Varanasi : YEARS OF gender discrimination and an unsafe campus triggered protests by women students at Banaras Hindu University (BHU) last month, even as Vice-Chancellor Girish Chandra Tripathi’s “mistake” to call the police twice to the campus resulted in the incident blowing up, the National Commission for Women (NCW) said on Friday. Following its daylong inquiry at the BHU, the NCW claimed that some practices like unequal curfew timings for women hostelers will be soon done away with. The probe comes after a student was allegedly sexually harassed on her way to the hostel on the campus on September 21. Massive protests were held at the university the day after, with the Varanasi police resorting to lathicharge women to disperse them.

Acting NCW chairperson Rekha Sharma said, “I spoke to many students on the campus and in hostels during my six-hour inquiry. I found that the protest last month was triggered because of resentment simmering for years among female students.” “We will submit our report in a week, in which we have made recommendations to the university to do away with gender discriminatory practices like different curfew times for women and men staying on the campus. Curfew timings will soon be made uniform…. I have discussed this with the university,” she added.
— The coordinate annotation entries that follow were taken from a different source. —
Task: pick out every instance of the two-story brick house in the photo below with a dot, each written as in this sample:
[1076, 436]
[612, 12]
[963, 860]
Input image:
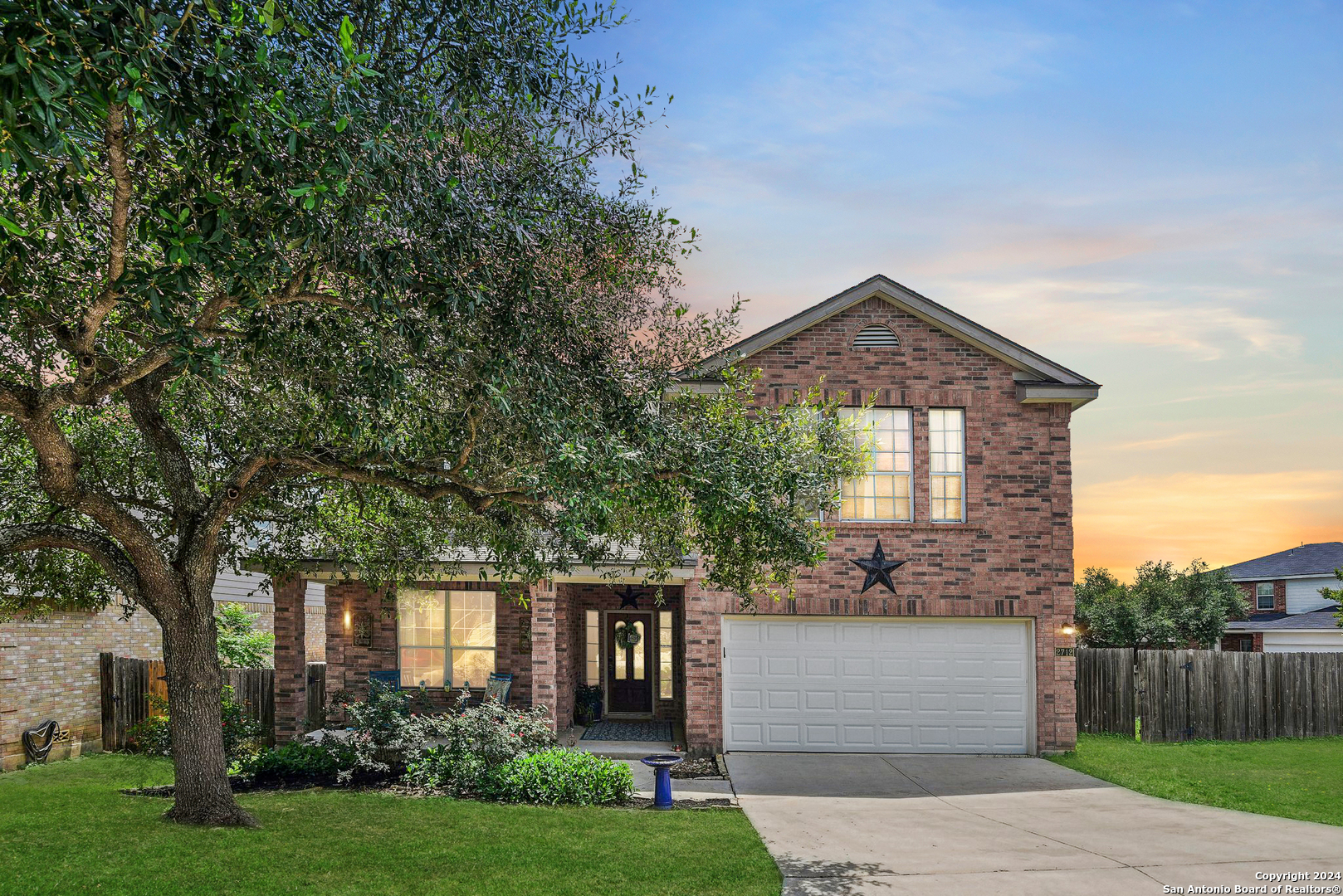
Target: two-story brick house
[1287, 611]
[966, 650]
Sharma said the central library should be open throughout the day instead of being shut in the evening. Referring to women students not being served non-vegetarian food on the campus, she added that they should be served the same food as their male counterparts. “Every female student I spoke to said she feels insecure and there is rampant eve-teasing on the campus. I have spoken to the police and the BHU for increasing security personnel and CCTV cameras… Also, non-students who stay in hostels on the campus will be asked to leave because I was told they are known to cause trouble,” Sharma said.

Maintaining that the “V-C’s mistake” led to the mishandling of the situation, she said: “He repeatedly called police during the two days of protests. I know who called the police to the campus but I do not know who ordered the lathicharge. That is for the police to decide… and also what kind of pressure they were facing when they acted on the spur of the moment.”